На лице Тилоса отобразилось изумление.
– Да ты с печи упал, любезный!
– холодно сказал он.
– Всемеро против обычного дерешь.
– Так времена такие!
– развел руками хозяин.
– Мой двор, почитай, единственный в округе, остальные позакрывались уже. И я закроюсь, если хоть что-то не заработаю. В сытый год за постой красная цена в медяк-полтора, а нынче совсем другая песня. Не обессудь, купец, да только меньше никак нельзя.
Несколько секунд Тилос молча смотрел на него, потом махнул рукой.
– Пророк тебе судья!
– зло сказал он.
– Был бы я один - плюнул бы да ушел, хоть в лесу заночевал бы. Твое счастье, что дочка со мной. Держи!

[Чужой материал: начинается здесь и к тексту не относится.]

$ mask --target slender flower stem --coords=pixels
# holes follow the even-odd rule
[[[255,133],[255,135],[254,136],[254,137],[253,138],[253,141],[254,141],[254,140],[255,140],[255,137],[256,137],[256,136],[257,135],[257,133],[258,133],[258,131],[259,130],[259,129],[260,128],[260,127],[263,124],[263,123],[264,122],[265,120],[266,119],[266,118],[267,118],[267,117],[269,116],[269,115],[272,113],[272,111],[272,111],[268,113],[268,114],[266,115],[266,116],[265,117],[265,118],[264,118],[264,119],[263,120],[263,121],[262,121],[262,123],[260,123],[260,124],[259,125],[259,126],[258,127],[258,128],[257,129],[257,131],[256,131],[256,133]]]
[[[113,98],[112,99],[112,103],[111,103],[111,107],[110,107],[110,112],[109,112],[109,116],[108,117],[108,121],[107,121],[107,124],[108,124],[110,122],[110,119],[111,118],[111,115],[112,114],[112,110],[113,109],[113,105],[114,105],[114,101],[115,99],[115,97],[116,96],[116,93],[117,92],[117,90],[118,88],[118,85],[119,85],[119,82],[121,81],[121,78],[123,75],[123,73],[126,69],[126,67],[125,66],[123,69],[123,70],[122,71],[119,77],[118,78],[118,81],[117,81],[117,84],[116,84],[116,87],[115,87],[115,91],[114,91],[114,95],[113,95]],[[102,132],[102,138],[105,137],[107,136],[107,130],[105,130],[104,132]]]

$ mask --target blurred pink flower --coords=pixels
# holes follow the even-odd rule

Он неторопливо отсчитал куну медными грошами, поглаживая каждый пальцами, словно не торопясь выпускать их рук. Хозяин сгреб мелочь в горсть и отошел.
– И про коней не забудь!
– вдогонку напомнил ему Тилос.
– А ты чего не ешь?
Элиза вздрогнула и посмотрела на него.
– Так ведь… тебе, - пояснила она недоуменно.
– Я свою долю съела.
Похлебка на вкус оказалась весьма мерзкой, но на улицах Граша ей приходилось есть и не такое. Главное - жидкость оказалась горячей, и желудок блаженствовал, согреваясь уже забытым теплом.
– Да ладно тебе!
– улыбнулся Тилос.
– Мне-то по большому счету все равно, у меня брюхо хоть молотую древесину переварит. Доедай давай. Вот жук хозяин, а! Времена, значит, такие! Такому хоть какое время, а не заработает лишний грош - удавится от расстройства.

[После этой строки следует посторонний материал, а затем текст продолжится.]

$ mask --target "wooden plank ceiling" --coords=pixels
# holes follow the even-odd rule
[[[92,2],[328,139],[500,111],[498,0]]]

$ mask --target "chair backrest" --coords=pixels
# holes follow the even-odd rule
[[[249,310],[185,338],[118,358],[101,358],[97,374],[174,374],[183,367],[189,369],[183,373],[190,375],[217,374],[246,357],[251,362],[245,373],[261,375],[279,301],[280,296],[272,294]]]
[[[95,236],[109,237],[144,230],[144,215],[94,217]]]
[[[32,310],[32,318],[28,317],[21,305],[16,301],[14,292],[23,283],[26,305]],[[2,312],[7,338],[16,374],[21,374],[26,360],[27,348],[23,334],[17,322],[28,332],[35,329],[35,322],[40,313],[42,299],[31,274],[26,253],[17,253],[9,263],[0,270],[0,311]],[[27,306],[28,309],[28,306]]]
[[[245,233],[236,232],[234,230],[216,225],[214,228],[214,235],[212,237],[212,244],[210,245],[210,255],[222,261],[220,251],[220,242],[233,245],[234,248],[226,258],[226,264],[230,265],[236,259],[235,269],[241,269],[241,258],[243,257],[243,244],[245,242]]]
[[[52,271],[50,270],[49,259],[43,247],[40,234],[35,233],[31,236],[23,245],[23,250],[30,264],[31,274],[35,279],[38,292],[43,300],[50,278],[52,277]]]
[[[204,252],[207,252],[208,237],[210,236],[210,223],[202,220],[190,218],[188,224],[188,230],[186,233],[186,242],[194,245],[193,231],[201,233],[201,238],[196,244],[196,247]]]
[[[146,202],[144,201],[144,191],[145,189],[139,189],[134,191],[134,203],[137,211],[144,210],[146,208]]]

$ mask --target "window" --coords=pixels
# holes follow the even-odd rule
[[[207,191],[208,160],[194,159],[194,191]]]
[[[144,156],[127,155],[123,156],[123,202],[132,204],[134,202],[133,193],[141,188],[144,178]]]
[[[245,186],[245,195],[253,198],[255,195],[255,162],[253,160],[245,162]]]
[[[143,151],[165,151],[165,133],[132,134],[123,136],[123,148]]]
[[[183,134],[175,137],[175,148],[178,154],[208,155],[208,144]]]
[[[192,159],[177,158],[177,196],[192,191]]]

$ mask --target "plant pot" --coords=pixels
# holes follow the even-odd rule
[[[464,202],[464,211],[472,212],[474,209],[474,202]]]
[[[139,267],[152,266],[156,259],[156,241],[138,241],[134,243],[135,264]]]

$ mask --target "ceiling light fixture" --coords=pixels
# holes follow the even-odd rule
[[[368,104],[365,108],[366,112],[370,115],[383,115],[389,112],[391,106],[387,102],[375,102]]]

В следующие дни Тилос вдруг стал угрюмым и неразговорчивым. Во время езды его лицо дергалось, как у помешанного. Элиза напоминала себе, что таким образом он разговаривает на расстоянии, но ей все равно становилось не по себе. В такие моменты она старалась придерживать лошадь и держаться чуть поодаль. Впрочем, иногда ее наставник спохватывался и начинал рассказывать что-нибудь интересное. Элиза жадно вслушивалась в приключения Отряда, победившего самого колдуна Майно. Особенно она заинтересовалась говорящим летуном по имени Злобный Ых.
– И где он сейчас?
– Ей страшно захотелось хотя бы посмотреть на диковинку. А вдруг они подружатся?
– Умер, - поджал губы Тилос.
– После Пробуждения Звезд он прожил еще три года, и однажды утром не проснулся. То ли его вид не слишком долго живет, то ли он не перенес ослабевания эфирного поля. Он ведь был чисто волшебным созданием в прямом смысле слова.
– Но, может, есть еще и другие?
– Элиза почувствовала, что на глаза наворачиваются слезы.
– Не может же он быть один такой в мире?